[FEATURE] Add prompt caching support for providers(Currently for Anthropic and Bedrock)

### Scope check

- [x] This is **core LLM communication** (not application logic)
- [x] This **benefits most users** (not just my use case)
- [x] This **can't be solved in application code** with current RubyLLM
- [x] I read the [Contributing Guide](https://github.com/crmne/ruby_llm/blob/main/CONTRIBUTING.md)

### Due diligence

- [x] I searched existing issues
- [x] I checked the documentation

### What problem does this solve?

When building applications that repeatedly send large static context (system prompts, RAG documents, tool definitions) alongside dynamic user queries, every request re-sends the full token count.
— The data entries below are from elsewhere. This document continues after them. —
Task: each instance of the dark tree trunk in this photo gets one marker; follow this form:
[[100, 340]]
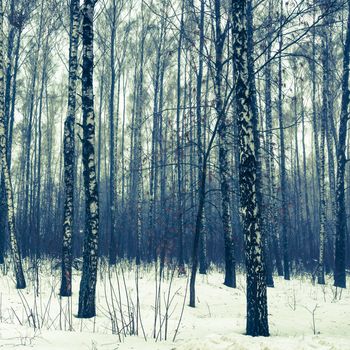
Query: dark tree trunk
[[257, 317], [87, 290], [69, 153]]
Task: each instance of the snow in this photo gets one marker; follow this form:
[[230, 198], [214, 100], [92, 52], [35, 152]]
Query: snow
[[217, 323]]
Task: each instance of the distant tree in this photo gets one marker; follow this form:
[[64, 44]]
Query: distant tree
[[15, 251], [341, 225]]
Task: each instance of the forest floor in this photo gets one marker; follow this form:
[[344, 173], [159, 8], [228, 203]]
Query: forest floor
[[301, 315]]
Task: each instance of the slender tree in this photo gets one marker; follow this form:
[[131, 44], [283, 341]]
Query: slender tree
[[341, 225], [15, 251]]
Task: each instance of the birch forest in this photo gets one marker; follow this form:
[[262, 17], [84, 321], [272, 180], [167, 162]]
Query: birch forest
[[174, 174]]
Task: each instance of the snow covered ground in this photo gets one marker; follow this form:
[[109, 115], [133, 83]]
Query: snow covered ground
[[301, 316]]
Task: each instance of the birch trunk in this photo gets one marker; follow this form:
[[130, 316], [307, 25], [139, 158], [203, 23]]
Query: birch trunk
[[69, 153], [87, 290], [15, 251], [341, 226], [257, 317]]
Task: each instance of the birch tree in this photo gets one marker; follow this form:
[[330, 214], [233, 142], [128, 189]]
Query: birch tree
[[257, 319], [69, 152], [87, 307], [15, 251]]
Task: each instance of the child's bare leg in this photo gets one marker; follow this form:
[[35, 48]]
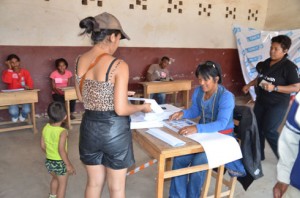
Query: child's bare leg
[[96, 179], [116, 182], [62, 185], [53, 184]]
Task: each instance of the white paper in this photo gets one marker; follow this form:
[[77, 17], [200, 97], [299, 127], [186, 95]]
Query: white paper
[[154, 106], [219, 148], [176, 125], [169, 139], [141, 120], [12, 90], [138, 121], [145, 124]]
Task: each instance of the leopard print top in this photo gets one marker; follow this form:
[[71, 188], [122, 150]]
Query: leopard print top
[[98, 95]]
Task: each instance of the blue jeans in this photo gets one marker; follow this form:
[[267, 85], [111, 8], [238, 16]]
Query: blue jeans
[[269, 118], [160, 97], [188, 186], [14, 110]]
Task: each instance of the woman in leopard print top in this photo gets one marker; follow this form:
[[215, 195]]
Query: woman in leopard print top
[[105, 143]]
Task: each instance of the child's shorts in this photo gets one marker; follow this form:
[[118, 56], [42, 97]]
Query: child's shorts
[[57, 167]]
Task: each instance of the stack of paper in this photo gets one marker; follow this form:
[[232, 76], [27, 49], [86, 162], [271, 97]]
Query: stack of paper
[[219, 148], [170, 139], [12, 90], [176, 125], [153, 119]]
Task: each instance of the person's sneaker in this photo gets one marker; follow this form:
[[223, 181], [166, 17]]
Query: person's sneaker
[[14, 119], [21, 118], [72, 117]]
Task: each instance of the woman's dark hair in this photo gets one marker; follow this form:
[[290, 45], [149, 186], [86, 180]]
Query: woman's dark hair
[[56, 112], [209, 69], [61, 60], [89, 24], [12, 56], [283, 40]]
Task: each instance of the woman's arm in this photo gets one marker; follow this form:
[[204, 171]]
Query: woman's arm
[[63, 154], [224, 116], [246, 88], [78, 93], [122, 106], [284, 89]]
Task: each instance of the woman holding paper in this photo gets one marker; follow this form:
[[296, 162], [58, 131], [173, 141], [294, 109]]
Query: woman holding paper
[[277, 79], [105, 143], [215, 104]]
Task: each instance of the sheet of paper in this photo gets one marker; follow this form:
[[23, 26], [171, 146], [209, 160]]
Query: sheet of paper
[[219, 148], [145, 124], [176, 125], [154, 106], [169, 139], [152, 120], [12, 90]]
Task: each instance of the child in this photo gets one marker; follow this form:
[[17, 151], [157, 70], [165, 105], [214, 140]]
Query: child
[[60, 78], [54, 144]]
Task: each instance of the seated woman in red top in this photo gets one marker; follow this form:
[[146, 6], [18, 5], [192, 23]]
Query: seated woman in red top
[[60, 78], [16, 77]]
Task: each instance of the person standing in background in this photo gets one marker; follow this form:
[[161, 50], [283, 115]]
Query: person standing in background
[[159, 72], [105, 142], [277, 78], [61, 78], [288, 167], [16, 78]]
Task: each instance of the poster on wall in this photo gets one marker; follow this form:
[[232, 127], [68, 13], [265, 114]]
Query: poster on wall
[[254, 45]]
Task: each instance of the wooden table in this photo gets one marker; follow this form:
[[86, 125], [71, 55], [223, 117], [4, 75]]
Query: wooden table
[[168, 86], [163, 152], [70, 94], [17, 98]]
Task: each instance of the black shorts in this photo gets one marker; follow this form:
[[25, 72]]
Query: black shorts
[[105, 138]]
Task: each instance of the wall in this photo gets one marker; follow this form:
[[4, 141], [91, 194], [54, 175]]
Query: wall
[[40, 31], [283, 15]]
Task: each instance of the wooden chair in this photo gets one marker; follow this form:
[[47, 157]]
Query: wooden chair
[[228, 183]]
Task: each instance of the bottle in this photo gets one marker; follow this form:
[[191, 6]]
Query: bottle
[[22, 81]]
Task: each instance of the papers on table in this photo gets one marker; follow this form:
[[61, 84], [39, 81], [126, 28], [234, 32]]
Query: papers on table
[[219, 148], [170, 139], [176, 125], [141, 120], [138, 122], [154, 106], [12, 90]]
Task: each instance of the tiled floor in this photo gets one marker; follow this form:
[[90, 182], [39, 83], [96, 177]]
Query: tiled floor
[[22, 171]]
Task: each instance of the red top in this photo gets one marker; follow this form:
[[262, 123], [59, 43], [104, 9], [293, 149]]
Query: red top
[[13, 79]]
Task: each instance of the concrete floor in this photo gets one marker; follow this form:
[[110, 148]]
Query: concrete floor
[[23, 174]]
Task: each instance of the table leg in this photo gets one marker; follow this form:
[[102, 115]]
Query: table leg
[[67, 104], [33, 118], [160, 177], [219, 181]]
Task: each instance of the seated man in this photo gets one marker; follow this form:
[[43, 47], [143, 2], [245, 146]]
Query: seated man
[[159, 72], [16, 77], [288, 167]]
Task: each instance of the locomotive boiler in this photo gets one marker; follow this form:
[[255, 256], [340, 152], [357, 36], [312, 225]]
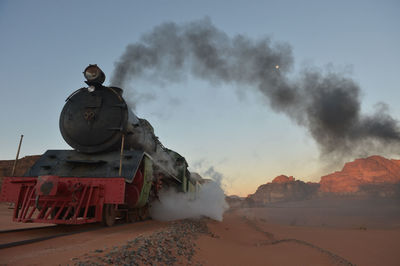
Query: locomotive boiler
[[115, 170]]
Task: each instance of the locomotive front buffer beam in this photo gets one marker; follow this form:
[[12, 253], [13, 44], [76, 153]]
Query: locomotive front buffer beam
[[62, 200]]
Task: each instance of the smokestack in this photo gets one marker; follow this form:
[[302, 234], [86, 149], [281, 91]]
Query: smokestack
[[326, 104]]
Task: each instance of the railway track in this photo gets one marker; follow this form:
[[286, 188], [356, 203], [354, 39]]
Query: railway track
[[25, 236]]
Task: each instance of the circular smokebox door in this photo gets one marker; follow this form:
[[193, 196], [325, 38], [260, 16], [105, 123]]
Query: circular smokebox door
[[93, 121]]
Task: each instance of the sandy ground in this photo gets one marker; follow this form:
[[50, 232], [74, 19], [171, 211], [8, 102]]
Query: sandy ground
[[302, 233]]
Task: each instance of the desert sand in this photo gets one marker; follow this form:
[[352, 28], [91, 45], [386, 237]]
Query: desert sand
[[334, 232]]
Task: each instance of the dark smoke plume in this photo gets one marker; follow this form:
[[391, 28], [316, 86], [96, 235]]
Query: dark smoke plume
[[327, 104]]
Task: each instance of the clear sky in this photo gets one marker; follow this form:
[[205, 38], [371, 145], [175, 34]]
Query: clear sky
[[45, 45]]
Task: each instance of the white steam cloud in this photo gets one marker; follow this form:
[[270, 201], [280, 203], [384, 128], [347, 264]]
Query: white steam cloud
[[209, 202]]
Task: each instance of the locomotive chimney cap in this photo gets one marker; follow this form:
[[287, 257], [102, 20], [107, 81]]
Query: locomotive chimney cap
[[94, 74]]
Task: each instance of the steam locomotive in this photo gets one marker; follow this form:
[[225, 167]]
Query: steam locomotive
[[117, 167]]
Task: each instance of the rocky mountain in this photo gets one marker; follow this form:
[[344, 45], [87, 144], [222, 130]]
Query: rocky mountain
[[282, 188], [374, 170], [374, 176]]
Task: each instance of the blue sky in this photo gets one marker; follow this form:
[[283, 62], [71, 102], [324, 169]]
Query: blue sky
[[45, 45]]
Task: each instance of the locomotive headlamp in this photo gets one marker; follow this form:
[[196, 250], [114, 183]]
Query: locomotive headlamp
[[94, 74]]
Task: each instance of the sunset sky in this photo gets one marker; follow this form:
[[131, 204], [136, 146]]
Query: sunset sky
[[45, 46]]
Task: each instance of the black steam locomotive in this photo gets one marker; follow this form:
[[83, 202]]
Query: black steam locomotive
[[116, 169]]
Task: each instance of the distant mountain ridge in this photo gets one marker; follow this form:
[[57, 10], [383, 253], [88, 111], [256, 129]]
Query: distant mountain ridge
[[367, 177]]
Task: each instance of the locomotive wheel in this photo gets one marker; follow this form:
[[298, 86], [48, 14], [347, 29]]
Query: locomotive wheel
[[109, 214]]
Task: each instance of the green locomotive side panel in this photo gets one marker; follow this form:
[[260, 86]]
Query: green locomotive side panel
[[148, 178], [184, 184]]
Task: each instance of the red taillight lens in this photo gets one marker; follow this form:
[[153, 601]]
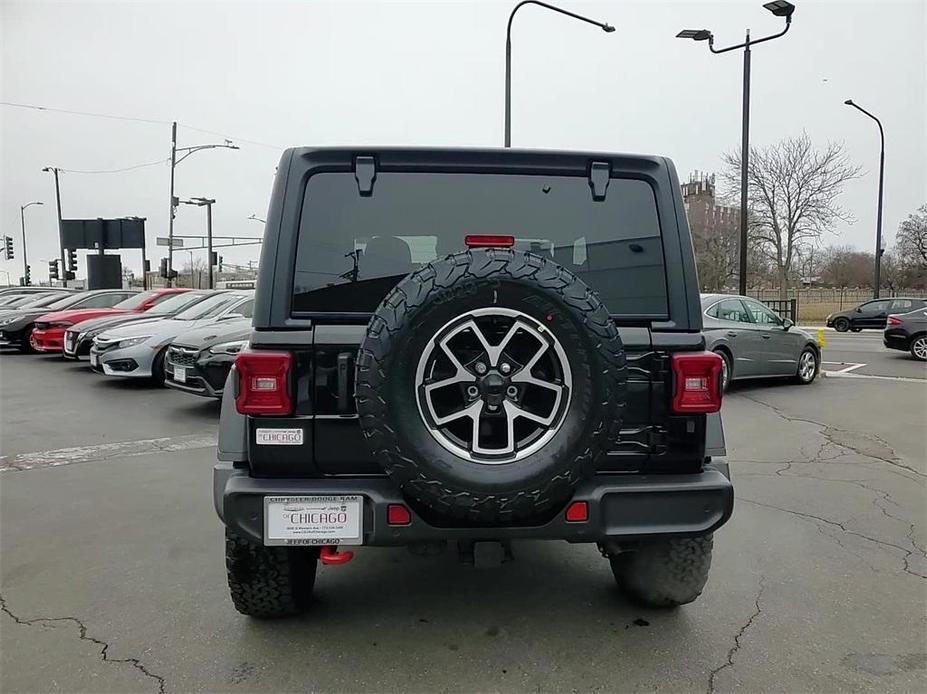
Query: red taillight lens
[[488, 241], [577, 512], [697, 388], [397, 514], [263, 385]]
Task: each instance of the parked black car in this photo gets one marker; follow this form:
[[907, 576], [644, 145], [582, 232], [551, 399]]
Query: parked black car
[[199, 361], [872, 314], [908, 332], [438, 359]]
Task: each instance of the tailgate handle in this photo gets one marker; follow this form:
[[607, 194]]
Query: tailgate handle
[[344, 363], [365, 173], [598, 179]]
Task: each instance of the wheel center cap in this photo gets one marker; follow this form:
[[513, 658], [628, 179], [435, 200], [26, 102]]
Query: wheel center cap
[[492, 387]]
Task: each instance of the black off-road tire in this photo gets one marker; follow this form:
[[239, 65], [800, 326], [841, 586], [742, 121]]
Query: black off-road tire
[[664, 573], [386, 394], [269, 582]]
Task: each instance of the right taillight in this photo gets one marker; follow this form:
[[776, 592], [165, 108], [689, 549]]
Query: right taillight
[[263, 383], [697, 387]]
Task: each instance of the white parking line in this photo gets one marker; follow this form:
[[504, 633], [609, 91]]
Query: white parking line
[[850, 366], [103, 451]]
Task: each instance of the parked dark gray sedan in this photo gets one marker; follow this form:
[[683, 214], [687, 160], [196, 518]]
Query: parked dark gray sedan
[[755, 342], [908, 332]]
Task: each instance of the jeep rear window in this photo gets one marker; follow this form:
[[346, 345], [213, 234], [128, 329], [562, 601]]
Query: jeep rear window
[[352, 250]]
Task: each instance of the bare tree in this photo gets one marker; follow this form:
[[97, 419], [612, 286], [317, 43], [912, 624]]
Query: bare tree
[[911, 239], [793, 191]]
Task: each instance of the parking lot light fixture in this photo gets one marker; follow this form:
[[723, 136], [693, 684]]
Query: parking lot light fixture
[[604, 26], [780, 8]]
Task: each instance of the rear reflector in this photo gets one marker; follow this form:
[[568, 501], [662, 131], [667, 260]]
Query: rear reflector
[[397, 514], [577, 512], [697, 388], [263, 386], [488, 241]]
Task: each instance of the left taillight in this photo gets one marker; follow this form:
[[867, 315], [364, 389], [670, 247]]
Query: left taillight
[[264, 383], [697, 387]]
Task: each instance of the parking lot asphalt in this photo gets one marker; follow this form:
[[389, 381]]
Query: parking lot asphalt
[[863, 354], [112, 577]]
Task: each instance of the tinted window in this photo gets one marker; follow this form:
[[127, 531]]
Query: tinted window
[[731, 310], [762, 314], [352, 250], [101, 301]]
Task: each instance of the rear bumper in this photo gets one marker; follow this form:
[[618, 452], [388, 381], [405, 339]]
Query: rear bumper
[[50, 340], [621, 507]]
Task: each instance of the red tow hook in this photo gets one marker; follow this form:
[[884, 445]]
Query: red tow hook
[[330, 556]]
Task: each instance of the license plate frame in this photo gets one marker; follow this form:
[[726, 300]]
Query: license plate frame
[[314, 531]]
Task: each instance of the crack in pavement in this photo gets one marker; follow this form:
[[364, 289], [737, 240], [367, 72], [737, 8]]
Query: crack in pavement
[[837, 524], [84, 636], [830, 432], [739, 635]]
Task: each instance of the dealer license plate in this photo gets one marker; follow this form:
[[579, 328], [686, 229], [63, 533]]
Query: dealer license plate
[[313, 520]]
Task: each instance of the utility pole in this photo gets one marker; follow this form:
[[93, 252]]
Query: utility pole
[[54, 170], [187, 151], [208, 203], [22, 219], [170, 221]]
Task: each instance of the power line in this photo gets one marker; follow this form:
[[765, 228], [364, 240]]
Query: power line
[[110, 116], [83, 113], [105, 171]]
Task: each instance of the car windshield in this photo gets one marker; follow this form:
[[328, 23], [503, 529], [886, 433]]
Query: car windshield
[[353, 249], [208, 307], [136, 300], [176, 303]]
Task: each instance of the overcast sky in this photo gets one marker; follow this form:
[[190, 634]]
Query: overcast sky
[[429, 73]]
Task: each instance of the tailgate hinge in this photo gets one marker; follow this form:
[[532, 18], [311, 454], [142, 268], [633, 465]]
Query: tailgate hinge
[[599, 173], [365, 173]]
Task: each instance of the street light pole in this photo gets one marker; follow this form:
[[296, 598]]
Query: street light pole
[[877, 272], [22, 219], [780, 8], [187, 151], [54, 170], [508, 55]]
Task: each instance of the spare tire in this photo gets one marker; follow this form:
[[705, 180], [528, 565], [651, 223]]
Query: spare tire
[[489, 384]]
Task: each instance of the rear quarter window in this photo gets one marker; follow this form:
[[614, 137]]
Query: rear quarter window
[[352, 250]]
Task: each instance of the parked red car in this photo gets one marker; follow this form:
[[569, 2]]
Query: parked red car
[[48, 334]]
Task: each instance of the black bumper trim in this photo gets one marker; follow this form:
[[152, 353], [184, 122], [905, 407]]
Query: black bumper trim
[[624, 507]]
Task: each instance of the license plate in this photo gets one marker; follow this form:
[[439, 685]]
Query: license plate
[[313, 520]]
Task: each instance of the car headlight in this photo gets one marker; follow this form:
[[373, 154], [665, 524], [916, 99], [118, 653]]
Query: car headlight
[[131, 341], [228, 347]]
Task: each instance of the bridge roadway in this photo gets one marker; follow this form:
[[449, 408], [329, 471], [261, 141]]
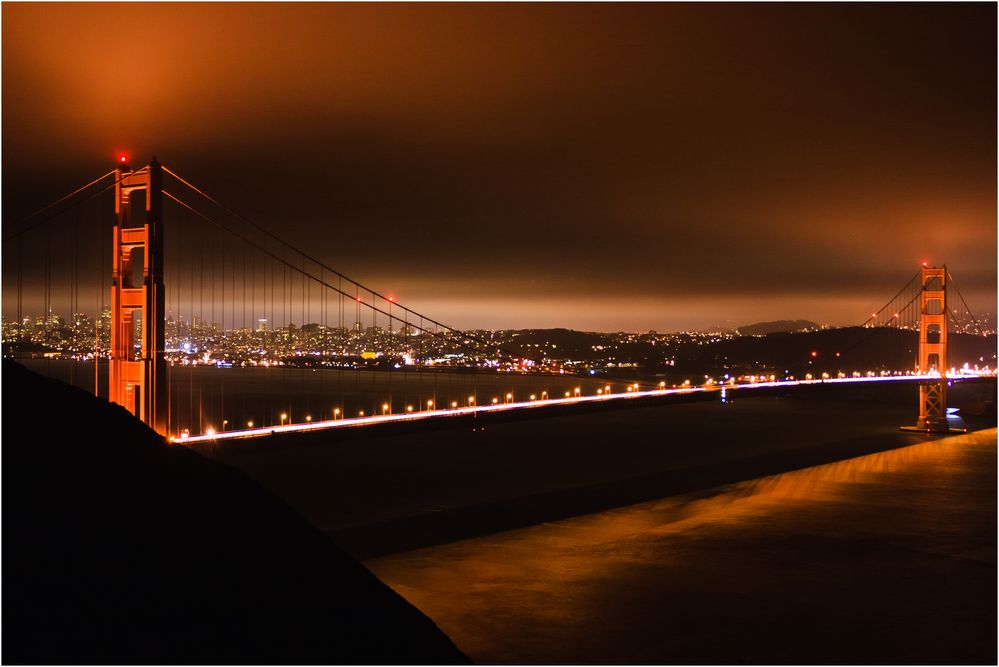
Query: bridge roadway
[[373, 420], [384, 490]]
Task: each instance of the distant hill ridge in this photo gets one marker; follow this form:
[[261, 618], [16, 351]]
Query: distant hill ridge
[[777, 326]]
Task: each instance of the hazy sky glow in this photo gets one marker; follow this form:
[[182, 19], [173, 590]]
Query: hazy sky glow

Both Anthropic and Gemini offer provider level caching mechanisms to avoid this, but ruby_llm has no way to express cache points today.

### Proposed solution

Add a `cache_point: true` keyword to `Chat#with_instructions` and `Chat#ask` that marks the static portion of a prompt as cacheable. The gem handles the provider specific implementation transparently:

Anthropic — injects `cache_control: { type: 'ephemeral' }` on the last content block of cache-pointed messages (up to 4 breakpoints per request)
Gemini — uploads static messages to the Context Caching API on first call, stores the cachedContent name on the chat object, and references it in subsequent generateContent requests instead of re-sending inline.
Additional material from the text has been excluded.